In cases 1, 3 and 4 they reported metaphyseal changes they considered significant for rickets, “Looser zones,” frayed distal radial metaphysis and indistinct distal ulnar metaphyses. I have submitted films of children 1 and 4 to several pediatric radiologists, who confirmed the absence of such changes. In fact, the editors of Pediatric Radiology, in an accompanying editorial, opined, “The fractures are mainly that – fractures. The areas in which one expects to see signs of rickets in this age group are normal” [4]. Likewise, Barnes and Keller report metabolic skull changes that are not confirmed by other pediatric radiologists. They failed to note that classical metaphyseal lesions are the result of traction and torque forces, atypical of forces that normal infants experience, and that these fractures are not of the character that occur with weak bones, when failing to resist normal forces. They failed to note the high reported specificity for abuse of CMLs and fractures of the posterior rib neck, acromion, proximal humerus, proximal clavicle and digits in infants [5].

Neither Dr. Keller nor Dr. Barnes provided clinical care to these children. All the cases came to them as defense witnesses in the legal system. It is a serious breach of research bias for them to not disclose the source of their case material in their article. Likewise, both physicians are active as defense witnesses in child abuse cases. It is a serious breach of conflict of interest to not disclose in their article that they profit personally from promoting the existence of congenital rickets as legitimate disease and as an explanation for multiple fractures in young infants.

In case 2 the dependency judge ruled that the child had been abused and opined that there was sufficient evidence for a criminal conviction.
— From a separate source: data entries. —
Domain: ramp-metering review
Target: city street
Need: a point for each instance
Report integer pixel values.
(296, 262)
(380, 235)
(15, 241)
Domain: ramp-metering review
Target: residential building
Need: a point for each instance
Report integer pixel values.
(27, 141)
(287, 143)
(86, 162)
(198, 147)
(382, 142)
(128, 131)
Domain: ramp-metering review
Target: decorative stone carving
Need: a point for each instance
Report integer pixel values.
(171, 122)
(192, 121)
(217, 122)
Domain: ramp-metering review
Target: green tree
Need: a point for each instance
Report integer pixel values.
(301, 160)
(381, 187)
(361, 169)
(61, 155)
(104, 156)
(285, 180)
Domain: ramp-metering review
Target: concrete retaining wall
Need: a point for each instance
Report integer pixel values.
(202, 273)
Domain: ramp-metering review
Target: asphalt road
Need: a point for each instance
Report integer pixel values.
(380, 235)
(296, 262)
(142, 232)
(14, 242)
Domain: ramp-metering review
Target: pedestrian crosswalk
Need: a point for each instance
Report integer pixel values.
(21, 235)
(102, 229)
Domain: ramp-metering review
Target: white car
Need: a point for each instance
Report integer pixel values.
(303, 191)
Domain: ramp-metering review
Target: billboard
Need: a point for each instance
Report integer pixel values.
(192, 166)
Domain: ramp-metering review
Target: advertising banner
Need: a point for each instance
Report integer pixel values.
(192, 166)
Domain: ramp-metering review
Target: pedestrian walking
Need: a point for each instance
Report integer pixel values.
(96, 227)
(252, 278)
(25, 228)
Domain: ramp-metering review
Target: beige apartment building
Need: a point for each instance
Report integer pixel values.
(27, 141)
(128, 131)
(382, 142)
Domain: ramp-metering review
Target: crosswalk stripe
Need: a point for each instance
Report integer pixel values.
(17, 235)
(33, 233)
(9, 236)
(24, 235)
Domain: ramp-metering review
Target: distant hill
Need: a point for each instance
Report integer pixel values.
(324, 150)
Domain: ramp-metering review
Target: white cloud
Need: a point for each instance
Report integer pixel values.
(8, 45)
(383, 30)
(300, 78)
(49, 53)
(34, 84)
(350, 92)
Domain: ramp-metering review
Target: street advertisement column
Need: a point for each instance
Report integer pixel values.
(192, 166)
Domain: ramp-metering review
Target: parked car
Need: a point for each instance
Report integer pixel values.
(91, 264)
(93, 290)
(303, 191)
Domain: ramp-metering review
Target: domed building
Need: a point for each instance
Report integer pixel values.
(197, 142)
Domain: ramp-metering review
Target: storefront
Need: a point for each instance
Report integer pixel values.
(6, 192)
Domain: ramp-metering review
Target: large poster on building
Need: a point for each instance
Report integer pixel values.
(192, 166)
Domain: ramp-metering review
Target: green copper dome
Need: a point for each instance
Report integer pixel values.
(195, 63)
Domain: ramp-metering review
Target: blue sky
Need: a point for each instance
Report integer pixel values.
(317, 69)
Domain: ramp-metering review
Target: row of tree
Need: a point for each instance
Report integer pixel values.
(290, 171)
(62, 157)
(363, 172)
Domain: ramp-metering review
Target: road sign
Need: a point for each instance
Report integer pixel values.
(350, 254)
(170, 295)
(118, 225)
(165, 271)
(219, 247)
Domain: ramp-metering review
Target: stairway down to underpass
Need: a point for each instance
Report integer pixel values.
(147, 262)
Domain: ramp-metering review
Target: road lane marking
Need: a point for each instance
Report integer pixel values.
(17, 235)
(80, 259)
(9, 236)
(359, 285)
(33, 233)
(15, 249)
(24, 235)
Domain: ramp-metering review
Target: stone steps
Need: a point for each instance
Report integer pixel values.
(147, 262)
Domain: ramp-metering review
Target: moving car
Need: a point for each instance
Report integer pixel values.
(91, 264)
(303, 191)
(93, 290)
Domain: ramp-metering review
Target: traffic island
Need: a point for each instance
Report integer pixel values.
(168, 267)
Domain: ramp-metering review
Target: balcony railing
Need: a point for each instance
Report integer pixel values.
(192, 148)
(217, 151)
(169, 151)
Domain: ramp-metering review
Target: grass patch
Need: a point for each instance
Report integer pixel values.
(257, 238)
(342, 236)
In case 4 the child was ruled in dependency court to have suffered abuse and in criminal court the child’s father was convicted of the abuse. Case 3 was placed in a relative’s care under court-ordered dependency. In case 1 the dependency judge ruled in favor of the parents, largely on the basis of Dr. Keller’s testimony and quirks of how the trial proceeded. A different judge heard the defense’s case about a half-year after the state’s case was presented. There was no opportunity to present rebuttal of Dr. Keller’s testimony. In any case, it is a serious breech of ethical disclosure, even if Keller and Barnes disagreed with those outcomes, to assert in their article that these cases prove the existence of congenital rickets as a cause of infant fractures, without disclosing that bodies as significant as the trial courts deemed their opinions to be incorrect.

I am concerned that Drs. Keller and Barnes’ congenital rickets paper, if used in court without rebuttal, promotes a rare condition as a cause of multiple fractures in early infancy. In order for maternal vitamin D deficiency to really explain infant injuries, there must be an unbroken chain of causation from their vitamin D-deficient mothers to vitamin D deficiency explaining all of the child’s injuries. In the cases Keller and Barnes reported, this chain of evidence was clearly lacking. Use of their unsupported theory in court is likely to put many children in harm’s way.